In England children make “punkies” out of large beetroots, upon which they carved a design of their choice. Then, they would carry their “punkies” through the streets while singing the “Punkie Night Song” as they knock on doors and ask for money. In some rural areas, turnip lanterns were placed on gateposts to protect homes from the spirits who roamed on Halloween night. In Ireland, believed to be the birthplace of Halloween, the tradition is still celebrated as much as it is in the United States. In rural areas, bonfires are lit as they were in the days of the Celts and children dress up in costumes to spend the evening “trick-or-treating” in their neighborhoods. After the visiting, most people attend parties with neighbors and friends. At these parties, many games are played, including “snap-apple,” in which an apple on a string is tied to a doorframe or tree, and players attempt to take a bite out of the suspended apple. In addition to bobbing for apples, parents often arrange treasure hunts with sweets or pastries as the “treasure.” The Irish also play a card game where cards are laid face-down on a table with sweets or coins beneath them. When a child selects a card, he or she receives whatever prize might be found there. A traditional food is eaten on Halloween called “barnbrack.” This is a type of fruitcake which can be baked at home or store-bought. A muslin-wrapped treat is baked inside the cake which, so it is said, can foretell the future of the one who finds it.
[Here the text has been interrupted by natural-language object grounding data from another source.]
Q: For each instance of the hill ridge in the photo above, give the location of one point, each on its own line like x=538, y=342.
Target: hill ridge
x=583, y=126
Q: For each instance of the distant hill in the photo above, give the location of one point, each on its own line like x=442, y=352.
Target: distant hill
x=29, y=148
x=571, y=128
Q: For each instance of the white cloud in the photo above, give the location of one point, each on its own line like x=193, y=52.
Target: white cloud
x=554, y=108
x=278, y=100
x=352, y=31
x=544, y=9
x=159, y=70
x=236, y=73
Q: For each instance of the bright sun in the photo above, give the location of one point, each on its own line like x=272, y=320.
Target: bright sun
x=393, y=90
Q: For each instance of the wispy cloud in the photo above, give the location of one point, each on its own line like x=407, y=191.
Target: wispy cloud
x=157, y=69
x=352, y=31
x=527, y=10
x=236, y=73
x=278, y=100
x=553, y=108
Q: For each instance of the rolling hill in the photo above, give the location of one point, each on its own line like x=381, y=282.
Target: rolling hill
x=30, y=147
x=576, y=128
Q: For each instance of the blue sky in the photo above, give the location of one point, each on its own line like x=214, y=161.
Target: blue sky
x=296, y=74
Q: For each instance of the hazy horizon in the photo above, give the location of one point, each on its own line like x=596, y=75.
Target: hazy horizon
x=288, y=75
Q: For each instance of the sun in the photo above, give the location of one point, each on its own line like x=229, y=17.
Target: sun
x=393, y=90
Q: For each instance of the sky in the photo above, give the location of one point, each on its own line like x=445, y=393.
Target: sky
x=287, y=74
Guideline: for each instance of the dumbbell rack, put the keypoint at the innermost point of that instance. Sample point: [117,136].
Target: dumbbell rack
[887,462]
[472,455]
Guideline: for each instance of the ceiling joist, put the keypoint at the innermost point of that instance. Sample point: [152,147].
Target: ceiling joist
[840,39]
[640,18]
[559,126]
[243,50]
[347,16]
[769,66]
If the prize is a ring, then that person will soon be wed and a piece of straw means a prosperous year is forthcoming.
Now, let’s move on the other side of the world (if only that could be so easy in real life..): in China Halloween is really a non-event for the Chinese, however there are a couple special events that do kind of concur with Halloween – The festival of Teng Chieh, The Feast of the Hungry Ghosts, and the Festival of the Hungry Ghosts, they’re all geared toward celebrating the spirits of family members who’ve passed on to the “next world”. Food and water are placed in front of photographs of family members who have departed while bonfires and lanterns are lit in order to light the paths of the spirits as they travel the earth on Halloween night. Pretty similiar the Halloween celebration in Hong Kong is known as “Yue Lan” (Festival of the Hungry Ghosts) and is a time when it is believed that spirits roam the world for twenty-four hours. Some people burn pictures of fruit or money at this time, believing these images would reach the spirit world and bring comfort to the ghosts. In Japan people celebrate the “Obon Festival” (it takes place during July and August) which is similar to Halloween festivities in that it is dedicated to the spirits of ancestors. Special foods are prepared and bright red lanterns are hung everywhere. Candles are lit and placed into lanterns which are then set afloat on rivers and seas.
Among Spanish-speaking nations (Mexico and Latin America), Halloween is known as “El Dia de los Muertos.” It is a joyous and happy holiday, a time to remember friends and family who have died. Officially commemorated on November the 2nd (All Souls’ Day), the three-day celebration actually begins on the evening of October 31st. Designed to honor the dead who are believed to return to their homes on Halloween, many families construct an altar in their home and decorate it with candy, flowers, photographs, fresh water and samples of the deceased’s favorite foods and drinks. Frequently, a basin and towel are left out so the spirit can wash prior to indulging in the feast. On November 2, relatives gather at the gravesite to picnic and reminisce about their dead relatives. Some of these gatherings may even include tequila and a mariachi band, although American Halloween customs are gradually taking over this celebration.
Do you have any particular tradition in your country? What’s you plan for this Halloween? Let me know in the comments section below.